Approach the delightful East Sussex village of Brightling and you will see the church on a prominent site.

At first glance it looks like any other historic church but take a closer look and you view something truly spectacular.

In the churchyard stands a pyramid 25 feet high and correspondingly broad. It dwarfs the graves and almost competes with the church for size.

This curious construction is the last resting place of John Fuller, MP for East Sussex a couple of centuries ago. So odd was he that people called him Mad Jack.

For many years it was a rumoured that Fuller had been buried sitting at a table eating a full meal with a glass of claret nearby. But an excavation later proved this was not so and the burial had been normal.

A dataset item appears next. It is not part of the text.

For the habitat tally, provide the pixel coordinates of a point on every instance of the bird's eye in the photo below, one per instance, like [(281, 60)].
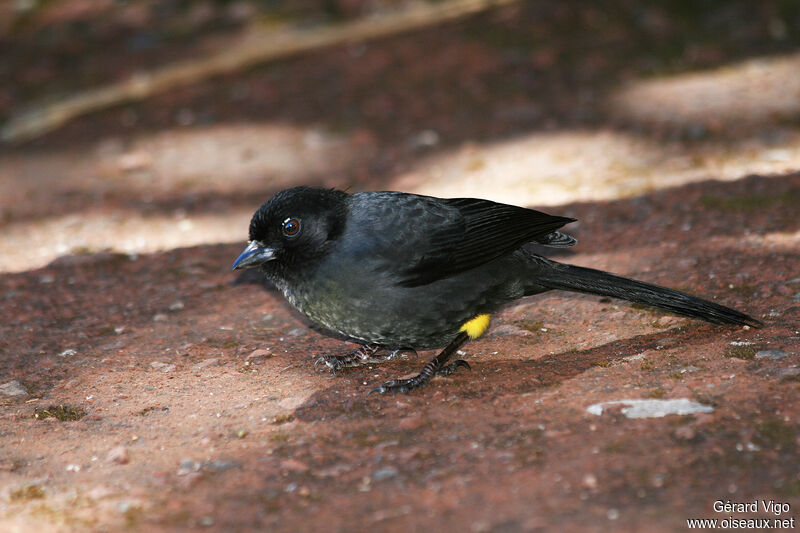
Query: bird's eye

The pyramid is one of several follies in the Brightling area built for Mad Jack and most of them still survive.

There is the Rotunda Temple in Brightling Park, built in Grecian style where locals said Fuller gambled and entertained female friends.

A nearby tower could have been erected to give warnings of a French invasion as it gave views of the sea.

The Sugar Loaf in Brightling Park was used for many years as a home. Local legend has it that Fuller wagered he could see the spire of Dallington Church from his estate. When he found he could not, he had the folly erected in the same style to win the bet.

An observatory on the Brightling to Burwash road was at one time in full use. It is said servants kept a watch with the telescope so that they could put Fuller’s house in order when they saw his coach approach from London.

The obelisk in Brightling Park may have been built to commemorate Wellington’s victory over Napoleon at Waterloo in 1815.

Born in 1757, Fuller lost his parents when young but inherited their wealth on his 20th birthday including the Brightling estate.

He was elected MP for East Sussex in 1807 and was a patriot who also opposed the abolition of slavery.

Weighing 22 stone and with a loud voice, Fuller was a man who could not be missed and was involved in frequent rows. Once he called the Speaker “an insignificant little man in a wig".

He was ejected from the House of Commons in 1810 during a stormy foreign affairs debate for insulting people and shouting at them. It ended his political career and he did not stand again.

Fuller then devoted himself to good causes, supporting the painter Turner who completed several pictures of the neighbourhood and stayed at Brightling.

He also backed Robert Smirke, a noted architect who designed several of the follies. Fuller supported scientists including Michael Faraday and gave more than £10,000 to the Royal Institution. It commissioned a bust of him in return.

Fuller also financed repairs to Bodiam Castle and paid for Belle Tout lighthouse to be built on the cliffs near Beachy Head in 1834 just before his death.